PWC 195 - Task 1 - PL/PgSQL Implementation
A similar implementation to the Raku one.CREATE OR REPLACE FUNCTION
pwc195.task1_plpgsql( n int )
RETURNS int
AS $CODE$
DECLARE
i int;
freq int;
counter int := 0;
BEGIN
FOR i IN 1 .. n LOOP
SELECT count(*)
INTO freq
FROM regexp_split_to_table( i::text, '' ) as n(d)
GROUP BY d
ORDER BY 1 DESC;
IF freq = 1 THEN
counter := counter + 1;
END IF;
END LOOP;
RETURN counter;
END
$CODE$
LANGUAGE plpgsql;
I use
regexp_split_to_table to split a number into its digits, and then I count the frequency of every digit. If such frequency is different than one, I skip, otherwise I add it to the counting of the special integers.

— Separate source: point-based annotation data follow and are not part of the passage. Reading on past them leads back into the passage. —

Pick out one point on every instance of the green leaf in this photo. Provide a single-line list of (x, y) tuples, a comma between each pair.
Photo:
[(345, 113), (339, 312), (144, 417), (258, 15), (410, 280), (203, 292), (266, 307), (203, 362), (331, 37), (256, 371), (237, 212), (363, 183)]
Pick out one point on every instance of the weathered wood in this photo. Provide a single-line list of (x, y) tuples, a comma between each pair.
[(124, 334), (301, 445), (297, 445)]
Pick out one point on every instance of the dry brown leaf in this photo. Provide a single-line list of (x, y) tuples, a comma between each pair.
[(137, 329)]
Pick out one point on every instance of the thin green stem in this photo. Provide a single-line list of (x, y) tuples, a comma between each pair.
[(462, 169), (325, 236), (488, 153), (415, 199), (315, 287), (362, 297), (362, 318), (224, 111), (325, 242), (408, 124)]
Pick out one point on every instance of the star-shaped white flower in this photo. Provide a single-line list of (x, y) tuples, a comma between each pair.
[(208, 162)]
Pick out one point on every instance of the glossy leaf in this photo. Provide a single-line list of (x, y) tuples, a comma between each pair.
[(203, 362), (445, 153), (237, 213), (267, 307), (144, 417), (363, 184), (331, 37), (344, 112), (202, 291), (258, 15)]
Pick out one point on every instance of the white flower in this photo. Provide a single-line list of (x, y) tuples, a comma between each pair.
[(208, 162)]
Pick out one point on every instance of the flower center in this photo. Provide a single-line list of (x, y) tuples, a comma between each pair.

The idea is that the SELECT counts the frequency, so I order it descending having the max value stored into freq and therefore if such value is one it means all the digits appear only one, otherwise there are repetitions.
PWC 195 - Task 2 - PL/PgSQL Implementation
Here I use a temporary table to store the values and their repetitions.CREATE OR REPLACE FUNCTION
pwc195.task2_plpgsql( list int[] )
RETURNS int
AS $CODE$
DECLARE
current int;
BEGIN
CREATE TEMPORARY TABLE IF NOT EXISTS nums( v int, f int default 1, primary key( v ) );
TRUNCATE TABLE nums;
FOREACH current IN ARRAY list LOOP
INSERT INTO nums AS frequency
SELECT current, 1
ON CONFLICT (v)
DO UPDATE SET f = frequency.f + 1;
END LOOP;
SELECT v
INTO current
FROM nums
WHERE v % 2 = 0
ORDER BY f DESC, v ASC
LIMIT 1;
RETURN current;
END
$CODE$
LANGUAGE plpgsql;
Note that I use an
UPSERT to store the frequencies of every value.
Then, a single SELECT does suffice to extract all even numbers, sort by their frequency and value. The first item returned is the one the task was searching for.